|Eligibility||Sophomores and Juniors|
Congress established the Morris K. Udall Foundation in 1992 to honor Morris King Udall’s thirty years of service in the House of Representatives. Udall had a rich career distinguished by civility, integrity, and consensus, as well as a commitment to preservation of the nation’s natural environment. Consistent with these values, the Udall Foundation is committed to educating a new generation of Americans to preserve and protect their national heritage through studies in the environment, Native American health and tribal policy, and effective public policy conflict resolution. The Morris K. Udall Scholarship and Excellence in National Environmental Policy Foundation operates an educational scholarship program designed to provide opportunities for American undergraduate students with excellent academic records and demonstrated interest in, and potential for, careers in fields related to the environment, Native American health care, and tribal public policy.
The Foundation will award up to 60 Udall Scholarships to students who will be college Sophomores or Juniors during the 2020-2021 academic year. In addition, fifty honorable mention recipients will be named. The awards will be made to two groups of students: 1) those who study the environment and related fields; and 2) Native American and Alaska Native students who are in fields related to health care or tribal public policy. Applicants must have a college grade point average of at least “B” and must be U.S. citizens, permanent resident aliens, or U.S. nationals; sophomores or juniors intending to pursue careers in environmental public policy, health care, or tribal public policy as defined above; Native American or Alaskan Native sophomores or juniors intending to pursue a career in health care or tribal public policy. The selection criteria includes: a strong commitment to pursue a career related to improving or preserving the environment; for Native American or Alaska Native candidates, a strong commitment to pursue a career in any area of health care of tribal public policy; potential for significant future contribution in his or her chosen field. The Scholarship is offered to students from a wide range of disciplines. Typical majors or areas of study include natural resource management, environmental engineering, natural sciences, social sciences, and Native American public policy. Candidates’ plans of study will most likely include course work in ethics and public policy and/or public or community service experience in the areas of the candidates’ career fields.

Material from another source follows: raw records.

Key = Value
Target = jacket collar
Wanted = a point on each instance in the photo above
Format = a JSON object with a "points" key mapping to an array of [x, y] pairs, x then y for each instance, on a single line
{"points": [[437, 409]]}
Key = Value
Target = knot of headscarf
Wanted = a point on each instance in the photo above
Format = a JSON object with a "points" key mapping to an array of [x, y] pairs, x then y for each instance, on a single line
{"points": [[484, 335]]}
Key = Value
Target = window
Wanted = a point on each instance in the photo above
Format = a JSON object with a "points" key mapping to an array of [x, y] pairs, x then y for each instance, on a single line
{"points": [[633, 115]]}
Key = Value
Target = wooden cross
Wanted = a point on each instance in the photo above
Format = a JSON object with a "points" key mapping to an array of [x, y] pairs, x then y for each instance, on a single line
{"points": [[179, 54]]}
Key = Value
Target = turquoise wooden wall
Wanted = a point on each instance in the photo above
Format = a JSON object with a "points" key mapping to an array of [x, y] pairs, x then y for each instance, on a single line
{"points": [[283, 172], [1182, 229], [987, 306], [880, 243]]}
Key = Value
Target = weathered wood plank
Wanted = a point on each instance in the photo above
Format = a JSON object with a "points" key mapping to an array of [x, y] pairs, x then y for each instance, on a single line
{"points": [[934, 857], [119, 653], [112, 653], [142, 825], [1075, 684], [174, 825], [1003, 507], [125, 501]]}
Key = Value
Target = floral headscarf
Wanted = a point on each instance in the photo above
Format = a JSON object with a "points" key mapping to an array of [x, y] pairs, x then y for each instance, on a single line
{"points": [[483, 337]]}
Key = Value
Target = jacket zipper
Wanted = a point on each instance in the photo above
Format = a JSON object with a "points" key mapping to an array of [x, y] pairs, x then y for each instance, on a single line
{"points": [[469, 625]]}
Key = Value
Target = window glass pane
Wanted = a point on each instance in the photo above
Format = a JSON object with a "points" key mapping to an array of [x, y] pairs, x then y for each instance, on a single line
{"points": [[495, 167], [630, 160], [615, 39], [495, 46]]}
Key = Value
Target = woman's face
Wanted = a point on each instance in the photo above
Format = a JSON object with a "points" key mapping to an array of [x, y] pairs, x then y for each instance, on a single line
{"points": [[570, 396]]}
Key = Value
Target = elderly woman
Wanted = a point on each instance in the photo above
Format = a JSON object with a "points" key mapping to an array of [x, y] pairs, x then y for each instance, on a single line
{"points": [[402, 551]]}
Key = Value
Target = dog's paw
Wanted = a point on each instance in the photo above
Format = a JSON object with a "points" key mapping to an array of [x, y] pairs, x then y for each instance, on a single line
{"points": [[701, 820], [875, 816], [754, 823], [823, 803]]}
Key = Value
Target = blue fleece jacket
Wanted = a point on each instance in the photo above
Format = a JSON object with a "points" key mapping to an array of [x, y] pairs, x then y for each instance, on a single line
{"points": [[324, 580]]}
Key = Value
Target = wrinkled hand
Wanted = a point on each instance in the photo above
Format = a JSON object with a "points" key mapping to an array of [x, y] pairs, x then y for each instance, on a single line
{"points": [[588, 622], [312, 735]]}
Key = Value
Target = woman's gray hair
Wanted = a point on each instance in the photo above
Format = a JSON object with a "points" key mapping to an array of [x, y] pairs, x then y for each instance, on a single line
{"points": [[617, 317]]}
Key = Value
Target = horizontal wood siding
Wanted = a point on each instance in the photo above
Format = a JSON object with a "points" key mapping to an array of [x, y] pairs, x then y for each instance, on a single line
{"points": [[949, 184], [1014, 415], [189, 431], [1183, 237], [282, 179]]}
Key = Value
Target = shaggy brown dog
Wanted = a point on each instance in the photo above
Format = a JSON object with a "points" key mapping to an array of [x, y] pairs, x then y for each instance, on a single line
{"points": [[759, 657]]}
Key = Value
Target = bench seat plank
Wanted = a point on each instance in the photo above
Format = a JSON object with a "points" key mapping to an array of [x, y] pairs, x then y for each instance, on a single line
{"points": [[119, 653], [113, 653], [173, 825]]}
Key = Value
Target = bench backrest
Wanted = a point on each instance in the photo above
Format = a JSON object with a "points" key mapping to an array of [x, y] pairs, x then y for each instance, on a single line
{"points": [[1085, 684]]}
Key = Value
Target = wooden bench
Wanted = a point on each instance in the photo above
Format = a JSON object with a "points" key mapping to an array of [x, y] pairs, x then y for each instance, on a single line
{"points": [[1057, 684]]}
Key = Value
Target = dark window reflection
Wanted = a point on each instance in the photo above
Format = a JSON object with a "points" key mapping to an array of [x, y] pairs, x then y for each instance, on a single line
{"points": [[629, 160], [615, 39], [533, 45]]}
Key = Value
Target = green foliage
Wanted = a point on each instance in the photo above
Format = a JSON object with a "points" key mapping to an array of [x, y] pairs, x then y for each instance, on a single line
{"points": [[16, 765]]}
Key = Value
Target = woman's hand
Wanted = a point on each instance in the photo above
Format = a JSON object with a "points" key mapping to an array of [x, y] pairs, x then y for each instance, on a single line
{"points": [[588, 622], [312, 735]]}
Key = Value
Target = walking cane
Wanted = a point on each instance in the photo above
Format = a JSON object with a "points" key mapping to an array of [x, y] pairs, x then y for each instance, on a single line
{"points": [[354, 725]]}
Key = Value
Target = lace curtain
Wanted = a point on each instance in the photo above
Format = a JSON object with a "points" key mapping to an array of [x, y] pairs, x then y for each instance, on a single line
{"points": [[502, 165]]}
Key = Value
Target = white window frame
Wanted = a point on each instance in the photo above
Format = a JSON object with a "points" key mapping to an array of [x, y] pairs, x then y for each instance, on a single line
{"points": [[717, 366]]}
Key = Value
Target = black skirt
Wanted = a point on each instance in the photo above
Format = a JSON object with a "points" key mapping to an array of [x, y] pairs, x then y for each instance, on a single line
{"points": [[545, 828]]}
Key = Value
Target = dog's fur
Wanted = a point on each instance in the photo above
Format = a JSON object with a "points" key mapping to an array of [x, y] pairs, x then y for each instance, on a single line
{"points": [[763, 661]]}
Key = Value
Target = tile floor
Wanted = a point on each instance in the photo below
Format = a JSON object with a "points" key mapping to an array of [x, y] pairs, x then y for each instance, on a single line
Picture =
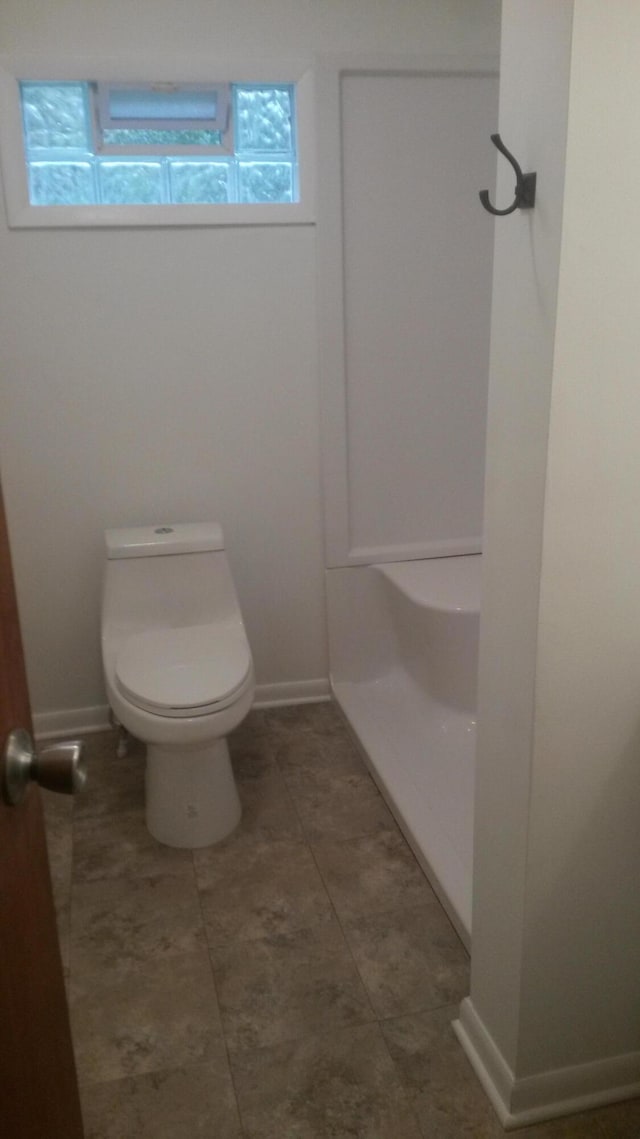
{"points": [[295, 982]]}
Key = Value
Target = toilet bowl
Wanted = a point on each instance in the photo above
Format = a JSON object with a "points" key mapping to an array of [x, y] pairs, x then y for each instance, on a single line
{"points": [[178, 671]]}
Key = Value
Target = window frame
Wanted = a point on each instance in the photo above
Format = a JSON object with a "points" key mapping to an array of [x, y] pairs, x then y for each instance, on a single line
{"points": [[21, 214]]}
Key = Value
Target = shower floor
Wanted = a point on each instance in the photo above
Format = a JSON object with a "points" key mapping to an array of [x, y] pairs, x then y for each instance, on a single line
{"points": [[295, 982]]}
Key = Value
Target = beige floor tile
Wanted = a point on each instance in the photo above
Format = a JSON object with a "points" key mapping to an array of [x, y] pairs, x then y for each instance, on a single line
{"points": [[334, 805], [316, 752], [150, 1018], [371, 875], [120, 846], [120, 923], [409, 959], [255, 890], [620, 1121], [58, 828], [288, 986], [441, 1084], [195, 1103], [268, 811], [331, 1087], [113, 785]]}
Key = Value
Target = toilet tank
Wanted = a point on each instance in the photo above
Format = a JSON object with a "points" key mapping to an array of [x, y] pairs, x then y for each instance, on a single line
{"points": [[166, 576], [154, 541]]}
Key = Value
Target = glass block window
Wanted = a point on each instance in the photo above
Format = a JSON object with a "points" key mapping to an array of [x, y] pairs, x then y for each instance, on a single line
{"points": [[72, 161]]}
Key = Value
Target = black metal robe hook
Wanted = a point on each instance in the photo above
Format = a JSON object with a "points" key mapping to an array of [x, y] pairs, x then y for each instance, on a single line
{"points": [[525, 185]]}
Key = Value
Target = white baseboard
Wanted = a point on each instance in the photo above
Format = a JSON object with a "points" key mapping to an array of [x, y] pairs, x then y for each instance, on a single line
{"points": [[294, 691], [548, 1095], [79, 721], [71, 721]]}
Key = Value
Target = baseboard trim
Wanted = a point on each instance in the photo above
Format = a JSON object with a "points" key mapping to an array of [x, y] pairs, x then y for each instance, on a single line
{"points": [[294, 691], [548, 1095], [71, 721], [80, 721]]}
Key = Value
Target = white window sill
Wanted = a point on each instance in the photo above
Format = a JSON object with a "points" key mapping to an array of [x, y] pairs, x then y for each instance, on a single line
{"points": [[29, 216]]}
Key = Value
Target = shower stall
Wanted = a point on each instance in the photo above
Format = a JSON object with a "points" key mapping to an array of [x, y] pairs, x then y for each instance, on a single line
{"points": [[404, 293]]}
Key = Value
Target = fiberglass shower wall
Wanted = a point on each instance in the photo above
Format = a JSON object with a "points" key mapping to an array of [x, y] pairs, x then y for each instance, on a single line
{"points": [[405, 254]]}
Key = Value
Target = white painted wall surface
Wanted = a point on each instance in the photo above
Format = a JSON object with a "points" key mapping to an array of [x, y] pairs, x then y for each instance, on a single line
{"points": [[582, 929], [173, 374], [533, 114], [555, 1009]]}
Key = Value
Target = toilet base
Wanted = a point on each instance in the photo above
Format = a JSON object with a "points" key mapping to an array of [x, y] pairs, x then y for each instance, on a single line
{"points": [[191, 795]]}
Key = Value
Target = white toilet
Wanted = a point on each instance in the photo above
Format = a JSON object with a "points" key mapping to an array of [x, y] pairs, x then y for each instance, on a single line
{"points": [[179, 672]]}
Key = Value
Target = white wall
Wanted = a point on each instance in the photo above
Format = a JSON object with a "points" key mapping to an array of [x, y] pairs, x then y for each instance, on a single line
{"points": [[156, 374], [552, 1023]]}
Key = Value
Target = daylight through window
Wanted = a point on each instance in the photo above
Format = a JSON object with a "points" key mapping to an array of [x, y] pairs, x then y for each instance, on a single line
{"points": [[148, 146]]}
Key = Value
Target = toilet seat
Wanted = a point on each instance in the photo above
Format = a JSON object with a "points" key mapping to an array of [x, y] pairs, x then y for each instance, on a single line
{"points": [[189, 671]]}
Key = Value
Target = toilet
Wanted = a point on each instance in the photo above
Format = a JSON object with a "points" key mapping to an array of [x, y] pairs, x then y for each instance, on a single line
{"points": [[178, 671]]}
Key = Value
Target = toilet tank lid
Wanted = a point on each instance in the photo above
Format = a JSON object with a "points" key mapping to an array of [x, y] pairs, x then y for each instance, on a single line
{"points": [[154, 541]]}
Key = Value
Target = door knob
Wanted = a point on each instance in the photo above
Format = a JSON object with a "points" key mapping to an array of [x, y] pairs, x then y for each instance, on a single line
{"points": [[58, 767]]}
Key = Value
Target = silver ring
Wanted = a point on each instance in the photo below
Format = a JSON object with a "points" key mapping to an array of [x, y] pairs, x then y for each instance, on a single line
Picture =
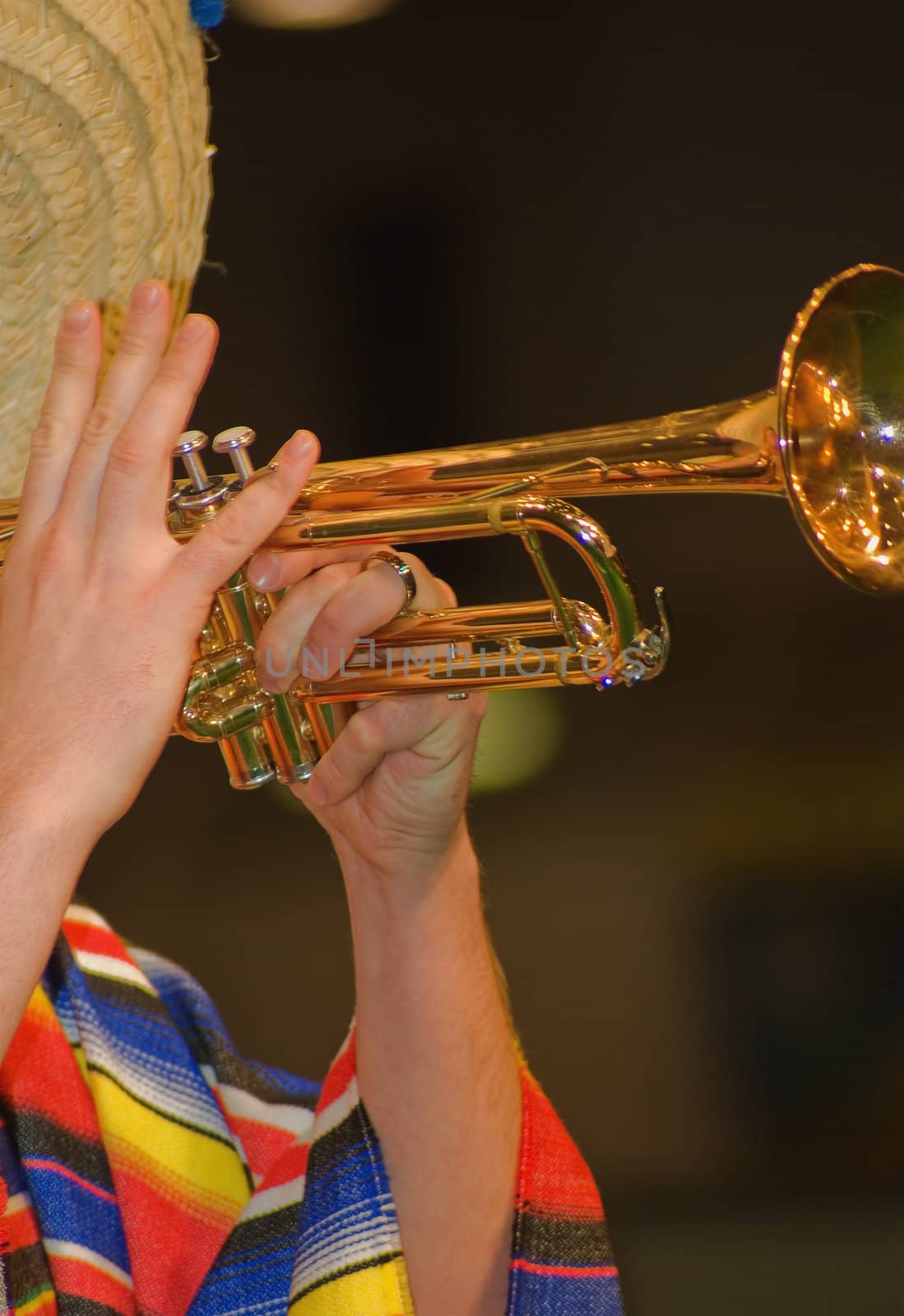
{"points": [[401, 569]]}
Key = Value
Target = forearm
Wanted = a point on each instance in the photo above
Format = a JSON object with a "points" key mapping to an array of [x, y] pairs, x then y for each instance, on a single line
{"points": [[438, 1076], [39, 864]]}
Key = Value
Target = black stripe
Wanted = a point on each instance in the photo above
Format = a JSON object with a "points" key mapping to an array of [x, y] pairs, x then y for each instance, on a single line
{"points": [[165, 1115], [26, 1270], [35, 1136], [346, 1270], [555, 1241]]}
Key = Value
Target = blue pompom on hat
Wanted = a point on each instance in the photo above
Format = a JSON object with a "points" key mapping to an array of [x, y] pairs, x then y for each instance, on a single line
{"points": [[208, 13]]}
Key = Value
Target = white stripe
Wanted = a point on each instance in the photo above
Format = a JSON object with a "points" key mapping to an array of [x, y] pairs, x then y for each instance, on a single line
{"points": [[274, 1199], [111, 967], [75, 1252], [344, 1239], [245, 1105]]}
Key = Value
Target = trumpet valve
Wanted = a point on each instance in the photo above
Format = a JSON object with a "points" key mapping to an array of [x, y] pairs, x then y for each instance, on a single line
{"points": [[236, 441]]}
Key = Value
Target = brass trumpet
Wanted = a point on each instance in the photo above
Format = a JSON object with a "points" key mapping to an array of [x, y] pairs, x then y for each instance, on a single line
{"points": [[829, 438]]}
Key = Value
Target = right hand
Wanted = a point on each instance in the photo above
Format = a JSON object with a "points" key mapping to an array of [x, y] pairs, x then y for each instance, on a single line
{"points": [[99, 605]]}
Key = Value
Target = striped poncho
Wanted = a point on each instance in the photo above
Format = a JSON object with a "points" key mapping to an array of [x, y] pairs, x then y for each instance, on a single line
{"points": [[146, 1169]]}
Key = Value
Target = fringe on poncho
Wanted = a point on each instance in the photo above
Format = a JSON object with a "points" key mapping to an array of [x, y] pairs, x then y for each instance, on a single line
{"points": [[147, 1170]]}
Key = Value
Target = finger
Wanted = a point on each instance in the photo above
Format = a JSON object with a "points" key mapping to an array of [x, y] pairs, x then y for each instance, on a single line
{"points": [[138, 470], [137, 359], [66, 407], [274, 572], [282, 657], [228, 541], [428, 724], [358, 609]]}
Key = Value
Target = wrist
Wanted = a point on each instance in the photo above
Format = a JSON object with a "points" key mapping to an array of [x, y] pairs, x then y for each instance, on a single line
{"points": [[408, 873], [48, 822]]}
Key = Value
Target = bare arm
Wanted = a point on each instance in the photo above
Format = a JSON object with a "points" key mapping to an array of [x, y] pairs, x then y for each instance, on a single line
{"points": [[99, 609], [440, 1079], [437, 1066]]}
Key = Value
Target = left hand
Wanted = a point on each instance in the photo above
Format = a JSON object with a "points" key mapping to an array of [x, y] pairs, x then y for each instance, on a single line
{"points": [[391, 790]]}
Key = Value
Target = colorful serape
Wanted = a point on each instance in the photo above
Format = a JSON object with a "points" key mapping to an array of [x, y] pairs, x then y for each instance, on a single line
{"points": [[147, 1170]]}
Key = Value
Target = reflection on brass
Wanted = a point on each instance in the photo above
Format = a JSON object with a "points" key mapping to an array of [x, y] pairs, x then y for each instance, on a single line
{"points": [[829, 438]]}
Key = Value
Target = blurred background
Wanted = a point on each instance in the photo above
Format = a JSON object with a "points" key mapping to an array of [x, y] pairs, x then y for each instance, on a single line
{"points": [[463, 221]]}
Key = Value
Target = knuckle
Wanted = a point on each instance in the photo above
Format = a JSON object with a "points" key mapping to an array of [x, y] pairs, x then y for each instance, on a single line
{"points": [[364, 732], [125, 460], [46, 436], [234, 528], [132, 342], [328, 632], [100, 424]]}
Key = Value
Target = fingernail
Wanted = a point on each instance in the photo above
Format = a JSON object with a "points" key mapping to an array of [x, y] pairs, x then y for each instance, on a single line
{"points": [[316, 791], [145, 298], [193, 328], [300, 444], [262, 572], [78, 316]]}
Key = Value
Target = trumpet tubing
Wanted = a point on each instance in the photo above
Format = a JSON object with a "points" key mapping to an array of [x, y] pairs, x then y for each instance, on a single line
{"points": [[829, 438]]}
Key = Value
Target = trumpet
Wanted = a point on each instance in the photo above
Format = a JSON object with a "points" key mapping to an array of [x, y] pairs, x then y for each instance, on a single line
{"points": [[829, 438]]}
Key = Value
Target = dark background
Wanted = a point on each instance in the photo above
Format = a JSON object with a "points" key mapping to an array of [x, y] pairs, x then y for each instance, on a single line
{"points": [[473, 221]]}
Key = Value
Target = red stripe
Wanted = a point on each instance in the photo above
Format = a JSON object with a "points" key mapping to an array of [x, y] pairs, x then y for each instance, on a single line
{"points": [[341, 1073], [74, 1277], [32, 1164], [553, 1175], [570, 1272], [99, 941]]}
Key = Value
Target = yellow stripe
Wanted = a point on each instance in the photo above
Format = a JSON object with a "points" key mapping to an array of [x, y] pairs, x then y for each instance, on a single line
{"points": [[379, 1291], [46, 1300], [183, 1162]]}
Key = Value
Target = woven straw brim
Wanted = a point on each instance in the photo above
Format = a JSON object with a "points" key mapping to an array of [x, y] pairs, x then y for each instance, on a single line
{"points": [[104, 178]]}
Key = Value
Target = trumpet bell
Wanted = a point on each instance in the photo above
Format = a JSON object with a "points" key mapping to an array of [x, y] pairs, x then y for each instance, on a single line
{"points": [[841, 425]]}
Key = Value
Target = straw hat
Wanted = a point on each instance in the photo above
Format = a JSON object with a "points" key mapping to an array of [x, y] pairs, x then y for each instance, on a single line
{"points": [[104, 177]]}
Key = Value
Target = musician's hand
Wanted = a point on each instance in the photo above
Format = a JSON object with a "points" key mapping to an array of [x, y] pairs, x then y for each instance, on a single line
{"points": [[100, 607], [391, 790]]}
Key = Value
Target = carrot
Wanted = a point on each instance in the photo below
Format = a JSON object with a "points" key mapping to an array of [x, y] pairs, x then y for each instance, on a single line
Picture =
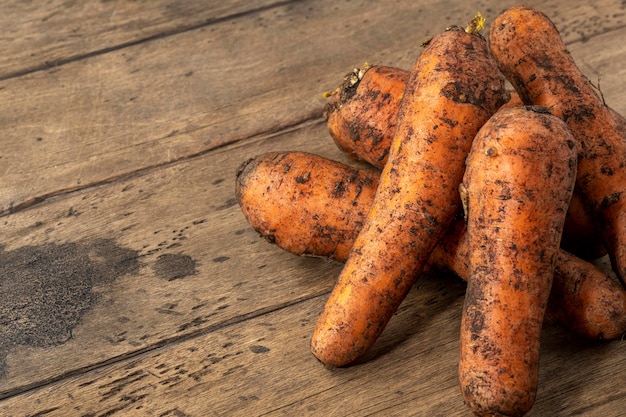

Each award covers eligible expenses, including tuition, fees, books, and room and board, up to a maximum of $7,000. Udall Scholars are eligible for one year of support; however, sophomore recipients may be re-nominated during the next year’s competition.
Brown holds an internal competition to determine its nominees. Candidates must submit one copy of the following to UFunds, Brown's online application system.
Please use the sample application on Udall's website for Brown's Internal Process
- The complete application
- The 800-word essay
- Official Brown University Transcript.
- Three letters of recommendation. Please have letters addressed to Linda Dunleavy, Associate Dean of the College for Fellowships.
Instructions for applying: Applicants will upload application materials to UFunds, Brown's online application system by the campus deadline of February 12, 2020. UFunds will open in early December for students interested in applying.